Ralph and I had applied for a house in Yarmouth, but with no success. Then one of the chaps who was offered a house at Thorley, turned it down because it was too far from the shops. We didn’t mind!

The women in the cottages opposite North View, Elsie Squibb and Miss Drake, came out and said they didn’t want Council Houses in the village. We said, ‘Dont you think that people who have done their bit in the War, deserve somewhere decent to live?’
Eileen Smith nee Lansdowne b 1921

Mike Smith, Mary Henderson: Thorley, Squibb family 1950s

Elsie Squibb wasn’t always popular. When we used to sit on the bank writing down the number plates of the cars coming through –  and there weren’t many, – she’d come out and complain, and say we were making too much noise; she needed some peace and quiet.
On one afternoon she had brought home a nice box of cakes from Wrays Bakery in Newport.

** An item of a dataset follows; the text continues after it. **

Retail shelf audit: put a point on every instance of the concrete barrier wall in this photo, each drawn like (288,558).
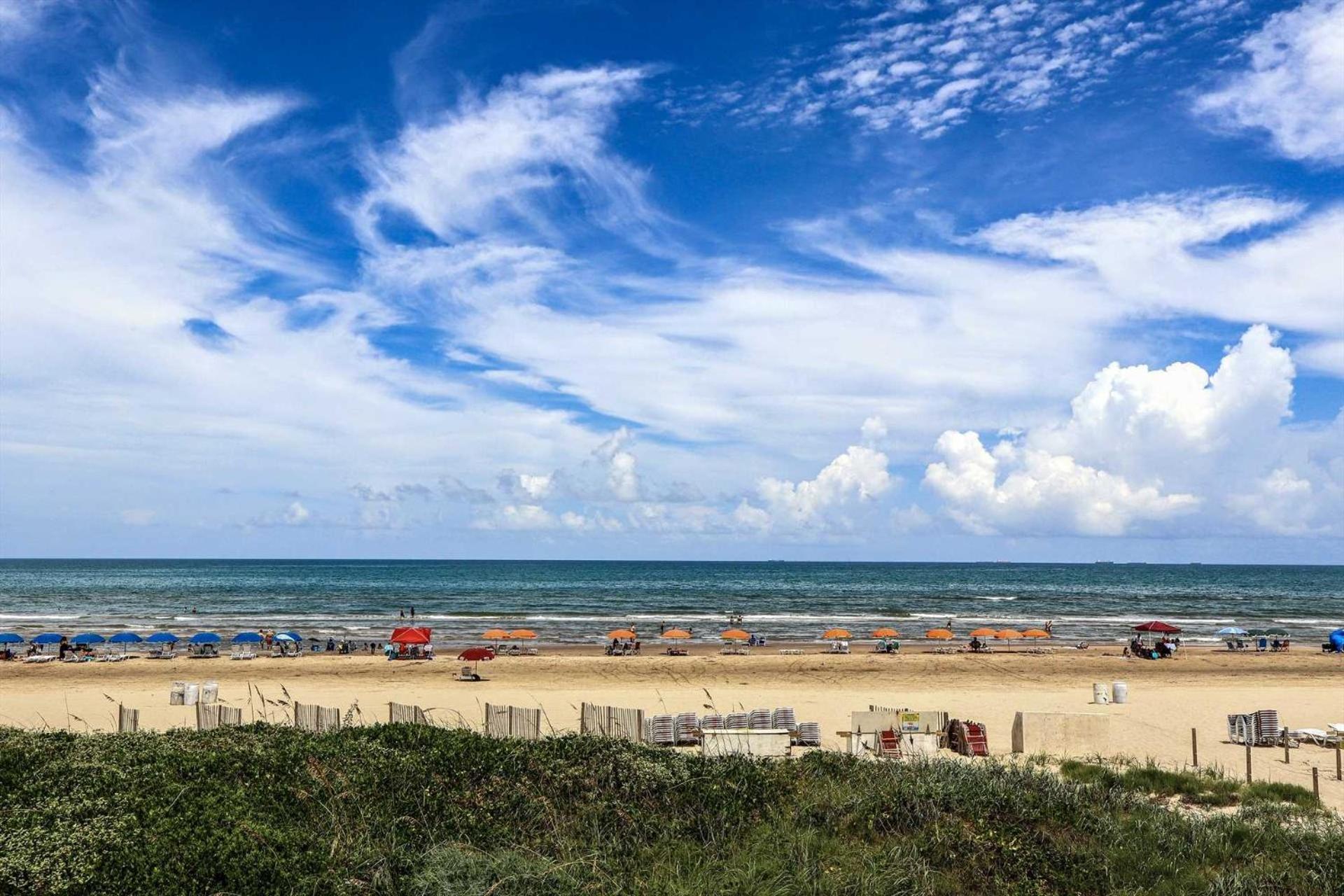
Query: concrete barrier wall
(741,742)
(1062,734)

Mike Henderson kicked a football and it knocked into the box, and the cakes weren’t improved…. Mike Smith b 1951

North View, Thorley

North View, Thorley

 

We all used to be so envious of Phyllis Squibb. She seemed to have all the things our parents couldn’t buy us.  Years later, she said how she’d envied our freedom. Her Dad used to insist on meeting her and walking her home, even from Wellow Institute.
Poor Els., her bark was worse than her bite. If you were in real trouble, she’d be there to help. Mary Henderson b 1954

Pete Smith: Thorley, Broad Lane 1950s

Broad Lane above Thorley

Broad Lane above Thorley, looking towards Yarmouth and the Solent

Broad Lane

The fields at the top of our garden at North View were owned by Wellow Farm and although they were large, they still had hedges. Sheep or beef cattle were often grazing the fields and I remember going with my Dad ( Ralph Smith) to visit a shepherd up Broad Lane who was living in a field in his shepherd’s hut. This was a wooden hut on wheels that had steps up into it at the back. It had a primus stove for cooking, an old table and chair, and a makeshift bed. It was all very basic but the shepherd seemed happy enough to live there.

 A few years later all this changed when the hedges were grubbed out by a crawler tractor to create huge fields. It was the first time I had seen a crawler tractor and I remember being impressed by the sheer strength of the machine as it grubbed the hedges out. The technique used was fairly brutal: an assistant would wrap a length of chain around the trunk of the bush to be removed and the driver would haul it out, roots and all. Later all the hedging was burnt. The crawler used was not a nice shiny new one, it looked dirty and well used.  It was something of a mystery to me about how the steering worked as it had no steering wheel.

From time to time, and especially noticeable during school holidays because we were always around, were sudden loud explosions. Mum used to say “That’ll be Uncle Joe again,” meaning that Uncle Joe (who was the last Newbridge Blacksmith) had gone to work at the Quarry at the top of Broad Lane. There they used explosives to blast out the chalk so that it could be dug up and crushed for roads and other uses. The explosions varied from a dull thud to a loud window rattling noise even though we were over a mile away as the crow flies.